When solving for the total number of students using the median formula, always ensure the proper use of the class width and cumulative frequency before the median class.

Answer 1

The Correct Option is B

To solve this problem, we need to use the concept of the median in a grouped frequency distribution. Given that:

• Median = 14 
• Median Class Interval = 12-18
• Median Class Frequency = 12
• Number of students with marks less than 12 = 18

The formula for finding the median in a grouped data set is:

\(Median = L + \left( \frac{N/2 - F}{f} \right) \times h\)

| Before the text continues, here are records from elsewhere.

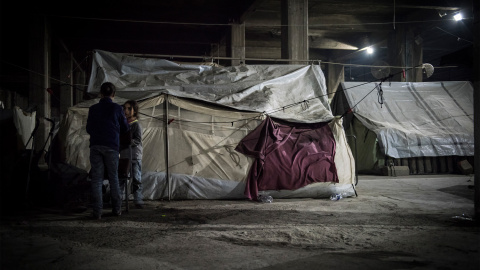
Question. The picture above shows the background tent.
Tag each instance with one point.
(194, 116)
(407, 120)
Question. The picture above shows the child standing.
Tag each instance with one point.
(131, 112)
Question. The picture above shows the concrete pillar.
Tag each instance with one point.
(406, 50)
(335, 75)
(79, 90)
(237, 49)
(476, 104)
(295, 30)
(66, 76)
(39, 64)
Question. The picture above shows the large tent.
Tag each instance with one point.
(400, 120)
(199, 122)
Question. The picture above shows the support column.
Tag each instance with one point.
(79, 90)
(405, 50)
(66, 76)
(295, 30)
(237, 49)
(476, 98)
(39, 64)
(336, 75)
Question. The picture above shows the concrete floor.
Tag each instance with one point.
(412, 222)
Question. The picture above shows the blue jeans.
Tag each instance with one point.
(137, 187)
(104, 158)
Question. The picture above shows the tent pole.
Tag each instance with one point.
(167, 172)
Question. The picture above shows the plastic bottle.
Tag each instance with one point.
(336, 197)
(265, 198)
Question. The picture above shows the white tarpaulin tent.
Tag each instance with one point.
(206, 111)
(422, 119)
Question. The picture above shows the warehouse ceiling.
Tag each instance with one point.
(339, 30)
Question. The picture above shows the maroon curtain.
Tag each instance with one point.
(288, 156)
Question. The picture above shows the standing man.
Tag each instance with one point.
(106, 121)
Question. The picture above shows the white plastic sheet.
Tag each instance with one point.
(256, 88)
(416, 119)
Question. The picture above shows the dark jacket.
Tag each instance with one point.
(105, 122)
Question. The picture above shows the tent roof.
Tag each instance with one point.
(415, 119)
(294, 93)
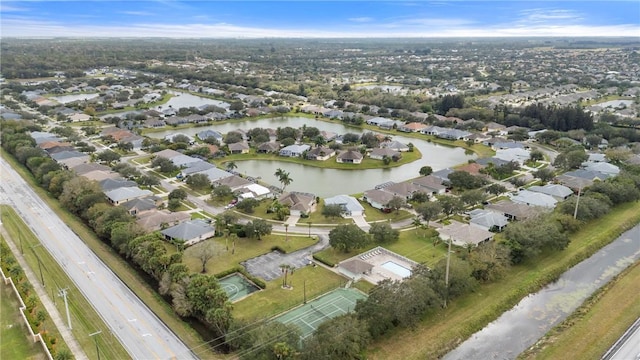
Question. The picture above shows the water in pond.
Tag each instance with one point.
(519, 328)
(329, 182)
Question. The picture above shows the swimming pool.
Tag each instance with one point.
(397, 269)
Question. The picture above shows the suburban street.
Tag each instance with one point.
(142, 334)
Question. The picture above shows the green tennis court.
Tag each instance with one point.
(237, 286)
(333, 304)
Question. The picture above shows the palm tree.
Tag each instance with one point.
(231, 165)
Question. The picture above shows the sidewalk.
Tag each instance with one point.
(73, 345)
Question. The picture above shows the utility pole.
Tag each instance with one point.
(575, 212)
(95, 340)
(63, 293)
(446, 276)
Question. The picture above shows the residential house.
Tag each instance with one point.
(412, 127)
(464, 234)
(239, 148)
(121, 195)
(534, 199)
(380, 153)
(189, 232)
(378, 199)
(559, 192)
(488, 220)
(270, 147)
(350, 157)
(395, 145)
(294, 150)
(320, 153)
(350, 206)
(299, 203)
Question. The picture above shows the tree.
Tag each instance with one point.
(108, 156)
(496, 189)
(332, 210)
(247, 205)
(198, 181)
(174, 204)
(204, 252)
(347, 237)
(426, 170)
(536, 155)
(429, 210)
(382, 233)
(341, 338)
(450, 204)
(179, 194)
(545, 174)
(257, 228)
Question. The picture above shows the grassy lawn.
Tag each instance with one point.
(444, 330)
(274, 299)
(245, 249)
(85, 319)
(120, 267)
(16, 344)
(591, 330)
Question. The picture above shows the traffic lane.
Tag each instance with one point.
(111, 298)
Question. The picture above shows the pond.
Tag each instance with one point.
(519, 328)
(330, 182)
(65, 99)
(186, 100)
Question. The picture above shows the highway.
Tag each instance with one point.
(141, 333)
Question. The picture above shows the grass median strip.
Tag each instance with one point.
(84, 319)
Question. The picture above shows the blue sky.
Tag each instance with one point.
(257, 19)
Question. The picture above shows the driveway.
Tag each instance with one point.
(267, 266)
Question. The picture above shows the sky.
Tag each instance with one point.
(318, 19)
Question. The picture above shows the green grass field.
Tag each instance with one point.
(444, 330)
(591, 330)
(16, 343)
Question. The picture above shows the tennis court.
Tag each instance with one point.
(237, 286)
(333, 304)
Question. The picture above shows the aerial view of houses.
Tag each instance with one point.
(272, 196)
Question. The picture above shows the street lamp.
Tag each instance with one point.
(39, 264)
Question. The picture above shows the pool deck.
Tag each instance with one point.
(378, 256)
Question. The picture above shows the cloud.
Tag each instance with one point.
(136, 13)
(361, 19)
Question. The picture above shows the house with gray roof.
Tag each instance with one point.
(196, 167)
(349, 156)
(298, 202)
(294, 150)
(534, 199)
(350, 206)
(320, 153)
(112, 184)
(120, 195)
(463, 235)
(189, 232)
(559, 192)
(488, 220)
(378, 199)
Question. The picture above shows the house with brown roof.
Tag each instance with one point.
(299, 203)
(320, 153)
(349, 157)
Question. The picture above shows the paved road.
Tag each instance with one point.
(142, 334)
(628, 346)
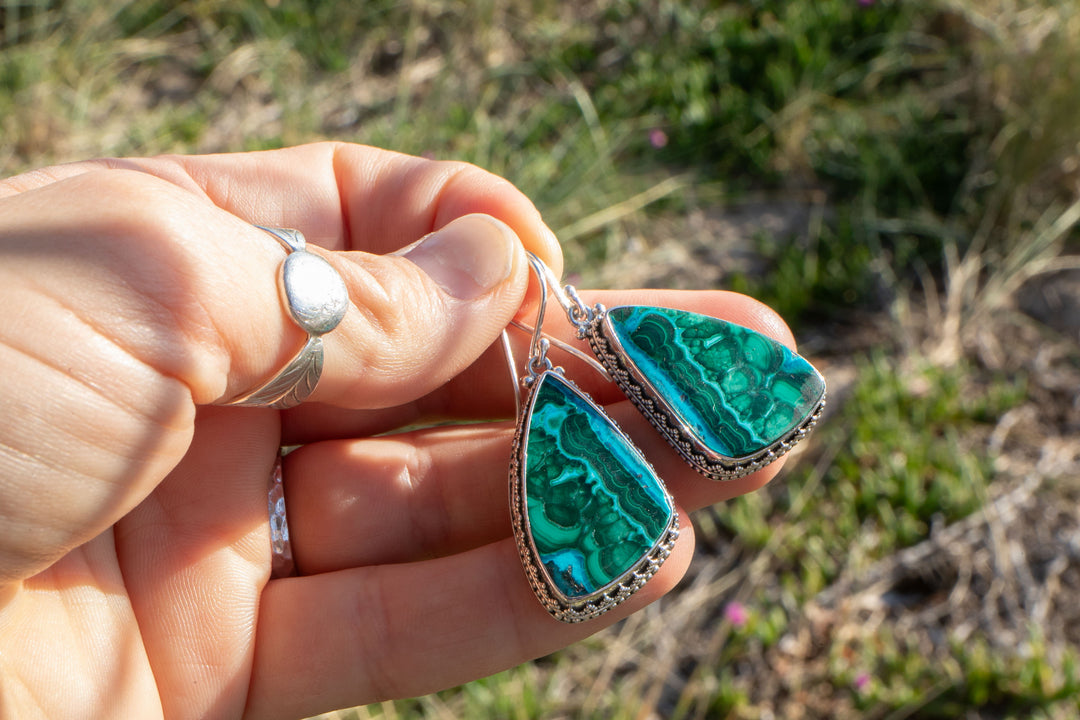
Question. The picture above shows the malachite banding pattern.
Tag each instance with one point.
(594, 505)
(738, 391)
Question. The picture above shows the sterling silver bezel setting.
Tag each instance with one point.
(670, 423)
(561, 607)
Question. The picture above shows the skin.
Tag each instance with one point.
(134, 544)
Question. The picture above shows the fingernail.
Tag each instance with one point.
(468, 258)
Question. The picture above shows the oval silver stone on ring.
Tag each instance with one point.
(314, 293)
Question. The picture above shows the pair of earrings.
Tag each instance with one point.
(592, 519)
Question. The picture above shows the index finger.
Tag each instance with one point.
(340, 195)
(485, 391)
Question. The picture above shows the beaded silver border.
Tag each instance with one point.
(667, 421)
(554, 601)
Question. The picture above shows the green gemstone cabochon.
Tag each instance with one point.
(738, 391)
(594, 504)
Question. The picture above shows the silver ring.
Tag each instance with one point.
(281, 551)
(316, 299)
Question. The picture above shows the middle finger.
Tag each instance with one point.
(439, 491)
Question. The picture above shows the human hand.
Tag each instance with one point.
(134, 542)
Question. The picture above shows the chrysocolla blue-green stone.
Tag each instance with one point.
(595, 506)
(737, 390)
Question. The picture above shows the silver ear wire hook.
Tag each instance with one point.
(579, 314)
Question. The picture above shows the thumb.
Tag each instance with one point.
(421, 314)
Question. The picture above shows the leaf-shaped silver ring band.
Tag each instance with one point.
(316, 299)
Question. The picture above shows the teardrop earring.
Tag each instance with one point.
(729, 399)
(592, 520)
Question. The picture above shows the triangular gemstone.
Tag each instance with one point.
(727, 397)
(594, 517)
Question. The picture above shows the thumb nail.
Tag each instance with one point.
(468, 258)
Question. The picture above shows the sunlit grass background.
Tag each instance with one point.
(900, 179)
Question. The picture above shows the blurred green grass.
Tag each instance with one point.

• \(L\) is the lower limit of the median class (12 in this case).
• \(N\) is the total number of observations.
• \(F\) is the cumulative frequency of the class preceding the median class (students getting marks less than 12, which is 18).
• \(f\) is the frequency of the median class (12).
• \(h\) is the class width (18 - 12 = 6).

Substitute the known values into the formula:

\(14 = 12 + \left( \frac{N/2 - 18}{12} \right) \times 6\)

Solving for \(N\):

\(14 - 12 = \left( \frac{N/2 - 18}{12} \right) \times 6\)

\(2 = \left( \frac{N/2 - 18}{12} \right) \times 6\)

\(2/6 = \frac{N/2 - 18}{12}\)

\(1/3 = \frac{N/2 - 18}{12}\)

Convert this to fraction and solve:

\(12 \times 1/3 = N/2 - 18\)

\(4 = N/2 - 18\)

\(N/2 = 4 + 18\)

\(N/2 = 22\)

\(N = 44\)

Therefore, the total number of students is 44. This matches with the given correct answer option.

Answer 2

Step 1: The median of a grouped data is given by the formula: \[ \text{Median} = \ell + \left( \frac{\frac{N}{2} - F}{f} \right) \times h \] where: 
- \( \ell \) is the lower boundary of the median class, - \( N \) is the total number of observations, 
- \( F \) is the cumulative frequency before the median class, 
- \( f \) is the frequency of the median class, 
- \( h \) is the class width. From the problem, we are given: 
- Median class interval: 12-18, - Median class frequency \( f = 12 \), - \( \ell = 12 \), 
- Median = 14, 
- Number of students with marks less than 12 is 18. 
Step 2: Using the formula: \[ 14 = 12 + \left( \frac{\frac{N}{2} - 18}{12} \right) \times 6 \] Simplifying the equation: \[ 14 - 12 = \left( \frac{\frac{N}{2} - 18}{12} \right) \times 6 \] \[ 2 = \left( \frac{\frac{N}{2} - 18}{12} \right) \times 6 \] \[ 2 = \frac{\frac{N}{2} - 18}{2} \] \[ 4 = \frac{N}{2} - 18 \] \[ \frac{N}{2} = 22 \quad \Rightarrow \quad N = 44 \]